People do not just shop to complete a task. They shop to discover taste. To refine preferences. To imagine who they want to become. Shopping is very participatory and brands mustn’t lose sight of this as they build out their AI commerce capabilities.
The real risk of AI commerce isn't losing control of the buying journey. It's flattening that journey into a purely transactional moment, when shopping itself is often about discovery, exploration and decision-making long before the purchase ever happens.
The race toward frictionless commerce
Answer engines summarize products before customers ever reach a brand site. AI shopping agents compare options instantly. These platforms are disrupting journeys and changing behaviors towards zero-click commerce models where discovery, evaluation and purchase happen without much direct interaction with the brand itself.
For retailers and ecommerce leaders, this has triggered understandable anxiety. Traffic is declining.

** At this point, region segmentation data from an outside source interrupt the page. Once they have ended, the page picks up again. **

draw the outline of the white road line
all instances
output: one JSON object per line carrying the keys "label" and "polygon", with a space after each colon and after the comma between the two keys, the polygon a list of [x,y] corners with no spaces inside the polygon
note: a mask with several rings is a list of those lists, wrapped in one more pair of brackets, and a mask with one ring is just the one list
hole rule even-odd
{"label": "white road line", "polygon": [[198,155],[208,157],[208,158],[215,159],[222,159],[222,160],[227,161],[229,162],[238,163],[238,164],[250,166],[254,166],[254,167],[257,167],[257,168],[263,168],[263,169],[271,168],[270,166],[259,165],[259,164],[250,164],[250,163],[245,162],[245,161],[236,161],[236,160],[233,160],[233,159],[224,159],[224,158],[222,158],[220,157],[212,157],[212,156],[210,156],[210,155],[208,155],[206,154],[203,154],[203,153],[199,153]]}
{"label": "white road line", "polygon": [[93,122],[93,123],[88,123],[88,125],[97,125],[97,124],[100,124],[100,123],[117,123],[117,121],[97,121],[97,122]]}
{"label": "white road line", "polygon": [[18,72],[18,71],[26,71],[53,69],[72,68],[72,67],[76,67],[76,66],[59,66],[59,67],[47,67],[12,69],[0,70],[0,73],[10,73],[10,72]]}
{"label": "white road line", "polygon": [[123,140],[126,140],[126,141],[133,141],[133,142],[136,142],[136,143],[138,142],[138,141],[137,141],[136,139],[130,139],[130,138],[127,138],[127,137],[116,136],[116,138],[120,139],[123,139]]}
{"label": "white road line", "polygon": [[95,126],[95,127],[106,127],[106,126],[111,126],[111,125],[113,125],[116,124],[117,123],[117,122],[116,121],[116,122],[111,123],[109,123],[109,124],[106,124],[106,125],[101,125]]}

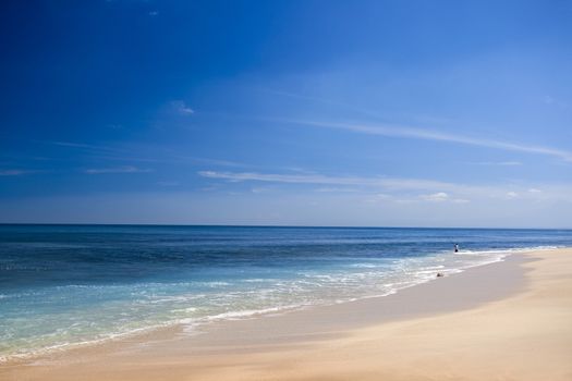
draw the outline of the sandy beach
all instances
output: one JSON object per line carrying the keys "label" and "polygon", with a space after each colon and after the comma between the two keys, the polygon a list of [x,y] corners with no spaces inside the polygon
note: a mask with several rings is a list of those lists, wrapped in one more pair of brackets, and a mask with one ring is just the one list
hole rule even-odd
{"label": "sandy beach", "polygon": [[572,249],[394,295],[0,367],[2,380],[572,380]]}

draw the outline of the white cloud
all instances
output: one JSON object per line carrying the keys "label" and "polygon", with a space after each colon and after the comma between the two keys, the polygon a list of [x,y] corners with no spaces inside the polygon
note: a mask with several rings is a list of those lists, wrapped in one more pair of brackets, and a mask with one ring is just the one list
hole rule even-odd
{"label": "white cloud", "polygon": [[565,161],[572,161],[572,151],[567,151],[552,147],[531,146],[519,143],[494,140],[487,138],[470,137],[464,135],[455,135],[443,133],[435,130],[414,128],[401,125],[365,125],[365,124],[345,124],[345,123],[325,123],[325,122],[308,122],[308,121],[290,121],[299,124],[313,125],[317,127],[344,130],[358,134],[404,137],[423,140],[438,140],[459,143],[471,146],[479,146],[487,148],[495,148],[509,151],[521,151],[527,153],[546,155],[559,158]]}
{"label": "white cloud", "polygon": [[453,186],[431,180],[397,179],[397,177],[358,177],[358,176],[327,176],[322,174],[277,174],[258,172],[218,172],[199,171],[203,177],[221,179],[231,182],[259,181],[290,184],[321,184],[321,185],[353,185],[377,186],[390,189],[427,189],[435,187]]}
{"label": "white cloud", "polygon": [[102,173],[146,173],[153,172],[150,169],[141,169],[132,165],[113,167],[113,168],[92,168],[84,171],[88,174],[102,174]]}
{"label": "white cloud", "polygon": [[20,176],[21,174],[31,173],[24,170],[0,170],[0,176]]}
{"label": "white cloud", "polygon": [[179,186],[179,182],[175,182],[175,181],[160,181],[160,182],[157,182],[157,185],[160,185],[160,186]]}
{"label": "white cloud", "polygon": [[479,161],[479,162],[474,162],[472,164],[475,164],[475,165],[514,167],[514,165],[522,165],[522,162],[520,162],[520,161]]}
{"label": "white cloud", "polygon": [[173,100],[171,101],[171,109],[173,112],[180,115],[191,115],[195,113],[183,100]]}
{"label": "white cloud", "polygon": [[437,192],[430,195],[421,195],[419,197],[426,201],[431,201],[431,202],[442,202],[449,199],[449,195],[446,194],[445,192]]}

GEO and AEO have become boardroom conversations almost overnight.
Everyone is asking the same question: “How do we show up in AI answers?”
But focusing only on visibility misses what consumers often still want from shopping: the experience of discovering something new, exploring possibilities and even changing their mind along the way.
AI and shopping are not always transactional
AI systems are exceptionally good at reducing friction, compressing decisions and optimizing for efficiency.
And for some categories, efficiency absolutely wins. Reordering paper towels. Replacing coffee filters. Buying the same pet food every month. Most people are happy to automate those decisions away.
But the industry is increasingly applying that logic to all commerce. That’s where things become more complicated.